When I met Oliver Sacks in his West Village apartment in New York City in December 2008, it was like being transported back in time. The London-born neurologist and best-selling author graciously offered me a yellow legal pad and a fountain pen from a colorful stash on his writing desk near the 40-year-old typewriter he favored to craft his "neurologic novels." He also handed me a glass of water labeled "Calcium," choosing one labeled "Sodium" for himself, while playing bits of classical music, including Schumann, Bach, and Beethoven, and apologizing for the cacophony of sounds emanating from the steam radiator. He had always loved the periodic table, dedicating an opinion piece in The New York Times to the subject on July 24, 2015, after celebrating his 82nd, and sadly final, birthday, with a nod to element number 82—lead.
I was delighted by his exuberant display of show and tell, punctuated by frequent interruptions as he jumped up to point out various objects in the room: a photo of his record-breaking weightlifting squat, a pile of books on psychiatry. He confessed that he had planned to study mental illness after his brother, who had schizophrenia, had died the year before.
It was clear that he was intrigued by all facets of the human brain, sparking an unprecedented collection of neurologic work, including The Man Who Mistook His Wife for a Hat, Awakenings, and other books containing tales of people living with Tourette syndrome, autism, amnesia, Parkinson's and Alzheimer's disease, and much more. His first published book, Migraine, in 1970, was preceded in 1966 by a lost manuscript on myoclonus—the only copy of which he had handed to an expert on the subject who died soon thereafter, he told me.

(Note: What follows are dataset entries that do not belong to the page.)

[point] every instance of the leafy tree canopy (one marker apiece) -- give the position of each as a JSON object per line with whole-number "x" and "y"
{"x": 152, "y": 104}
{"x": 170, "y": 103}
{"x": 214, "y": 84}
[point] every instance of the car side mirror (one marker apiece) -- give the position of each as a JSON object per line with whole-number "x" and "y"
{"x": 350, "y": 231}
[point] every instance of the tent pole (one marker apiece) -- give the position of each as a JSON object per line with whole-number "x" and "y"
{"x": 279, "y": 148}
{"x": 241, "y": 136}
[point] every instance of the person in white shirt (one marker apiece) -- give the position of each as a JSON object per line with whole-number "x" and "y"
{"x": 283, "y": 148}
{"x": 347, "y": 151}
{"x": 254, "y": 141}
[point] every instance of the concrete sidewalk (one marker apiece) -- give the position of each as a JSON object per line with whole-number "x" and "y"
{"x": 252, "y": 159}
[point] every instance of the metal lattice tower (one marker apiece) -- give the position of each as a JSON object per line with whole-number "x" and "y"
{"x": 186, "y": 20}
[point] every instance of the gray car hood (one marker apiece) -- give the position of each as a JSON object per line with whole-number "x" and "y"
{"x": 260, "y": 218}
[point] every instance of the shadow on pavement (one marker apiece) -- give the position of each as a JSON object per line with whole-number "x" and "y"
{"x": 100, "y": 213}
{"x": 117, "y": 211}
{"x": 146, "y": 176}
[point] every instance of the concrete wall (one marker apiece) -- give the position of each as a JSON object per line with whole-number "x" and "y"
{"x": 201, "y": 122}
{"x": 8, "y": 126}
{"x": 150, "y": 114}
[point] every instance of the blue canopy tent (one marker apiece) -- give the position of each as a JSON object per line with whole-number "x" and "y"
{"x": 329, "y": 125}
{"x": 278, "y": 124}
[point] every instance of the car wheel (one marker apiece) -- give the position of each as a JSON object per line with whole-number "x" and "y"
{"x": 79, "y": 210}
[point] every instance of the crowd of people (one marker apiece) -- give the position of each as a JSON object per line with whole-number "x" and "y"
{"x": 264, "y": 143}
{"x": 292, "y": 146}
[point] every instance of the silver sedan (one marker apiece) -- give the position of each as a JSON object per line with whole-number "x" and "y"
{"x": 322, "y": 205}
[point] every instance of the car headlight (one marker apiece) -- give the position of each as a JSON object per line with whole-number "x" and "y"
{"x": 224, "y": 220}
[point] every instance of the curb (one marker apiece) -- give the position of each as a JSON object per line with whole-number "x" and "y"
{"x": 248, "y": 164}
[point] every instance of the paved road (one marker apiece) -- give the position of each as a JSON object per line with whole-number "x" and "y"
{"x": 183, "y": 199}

As he regaled me with stories, I was struck by his boyish enthusiasm and abundant curiosity, which inspired people with neurologic conditions to send him letters to ask for his help. He told me, "It's a great privilege and a great responsibility ... to be given people's stories," reminding me to write about people with "respect, tact, and delicacy so they will not feel their privacy has been violated."

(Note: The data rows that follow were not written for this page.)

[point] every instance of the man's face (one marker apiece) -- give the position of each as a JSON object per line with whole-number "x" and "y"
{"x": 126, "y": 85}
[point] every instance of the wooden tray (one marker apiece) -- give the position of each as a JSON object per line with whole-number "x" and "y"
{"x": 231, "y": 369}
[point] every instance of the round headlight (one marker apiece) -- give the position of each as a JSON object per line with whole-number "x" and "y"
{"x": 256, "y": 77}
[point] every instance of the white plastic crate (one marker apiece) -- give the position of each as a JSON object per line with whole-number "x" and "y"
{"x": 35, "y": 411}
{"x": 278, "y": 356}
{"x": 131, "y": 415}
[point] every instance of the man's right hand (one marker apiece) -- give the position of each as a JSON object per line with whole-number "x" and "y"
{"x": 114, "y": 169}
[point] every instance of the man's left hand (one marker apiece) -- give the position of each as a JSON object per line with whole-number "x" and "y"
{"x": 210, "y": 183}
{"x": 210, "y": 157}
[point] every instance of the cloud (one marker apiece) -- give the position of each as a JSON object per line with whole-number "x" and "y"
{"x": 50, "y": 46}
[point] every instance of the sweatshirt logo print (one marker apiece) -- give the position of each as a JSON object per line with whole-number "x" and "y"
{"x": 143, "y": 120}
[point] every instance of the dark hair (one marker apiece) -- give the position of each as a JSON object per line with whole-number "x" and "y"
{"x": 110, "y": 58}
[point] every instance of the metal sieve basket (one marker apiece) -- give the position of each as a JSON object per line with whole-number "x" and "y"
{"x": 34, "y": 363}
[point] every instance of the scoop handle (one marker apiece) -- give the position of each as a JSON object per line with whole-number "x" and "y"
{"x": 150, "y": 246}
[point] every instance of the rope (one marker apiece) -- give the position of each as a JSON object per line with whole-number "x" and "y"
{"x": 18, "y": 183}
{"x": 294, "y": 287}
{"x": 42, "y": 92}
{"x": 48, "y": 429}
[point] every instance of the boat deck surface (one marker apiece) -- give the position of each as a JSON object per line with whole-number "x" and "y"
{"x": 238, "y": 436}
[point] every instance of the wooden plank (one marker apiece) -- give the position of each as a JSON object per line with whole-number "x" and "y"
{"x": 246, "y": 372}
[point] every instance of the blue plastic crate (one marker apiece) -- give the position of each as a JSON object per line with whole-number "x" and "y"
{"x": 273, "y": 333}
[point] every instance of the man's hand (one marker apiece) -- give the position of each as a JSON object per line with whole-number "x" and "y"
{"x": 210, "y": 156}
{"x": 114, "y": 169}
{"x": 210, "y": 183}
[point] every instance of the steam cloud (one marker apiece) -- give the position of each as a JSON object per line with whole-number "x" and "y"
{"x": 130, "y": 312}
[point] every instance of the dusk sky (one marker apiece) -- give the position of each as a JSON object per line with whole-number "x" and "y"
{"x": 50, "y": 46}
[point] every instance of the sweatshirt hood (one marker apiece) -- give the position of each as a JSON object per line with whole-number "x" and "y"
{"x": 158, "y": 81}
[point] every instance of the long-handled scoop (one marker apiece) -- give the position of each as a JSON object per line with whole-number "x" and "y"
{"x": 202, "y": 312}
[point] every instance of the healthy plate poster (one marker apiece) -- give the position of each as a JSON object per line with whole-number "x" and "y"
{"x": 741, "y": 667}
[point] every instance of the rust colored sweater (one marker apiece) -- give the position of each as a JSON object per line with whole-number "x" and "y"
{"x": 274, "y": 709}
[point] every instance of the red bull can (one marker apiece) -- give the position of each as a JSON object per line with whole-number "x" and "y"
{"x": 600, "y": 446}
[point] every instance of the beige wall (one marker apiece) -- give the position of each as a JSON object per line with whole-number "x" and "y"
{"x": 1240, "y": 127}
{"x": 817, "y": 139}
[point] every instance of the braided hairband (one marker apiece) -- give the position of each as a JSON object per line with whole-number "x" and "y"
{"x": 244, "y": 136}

On that memorable afternoon I was interviewing Dr. Sacks for Neurology Today (he was also featured in a cover story in Neurology Now), but at the time I had also been writing my own patient stories for Neurology Now for three years, and I took his words to heart. It continues to be both a great privilege and a great responsibility to hear stories from you, our readers, and to present them in our publication so that others may learn from your experience and wisdom.
"When people die, they cannot be replaced," Sacks wrote in another column in The New York Times. "They leave holes that cannot be filled, for it is the fate—the genetic and neural fate—of every human being to be a unique individual, to find his own path, to live his own life, to die his own death." At the time of his death—just days ago as I write this letter—multitudes of neurologists like me, whose careers he helped to inspire and shape, as well as readers across the globe, feel the enormity of this loss.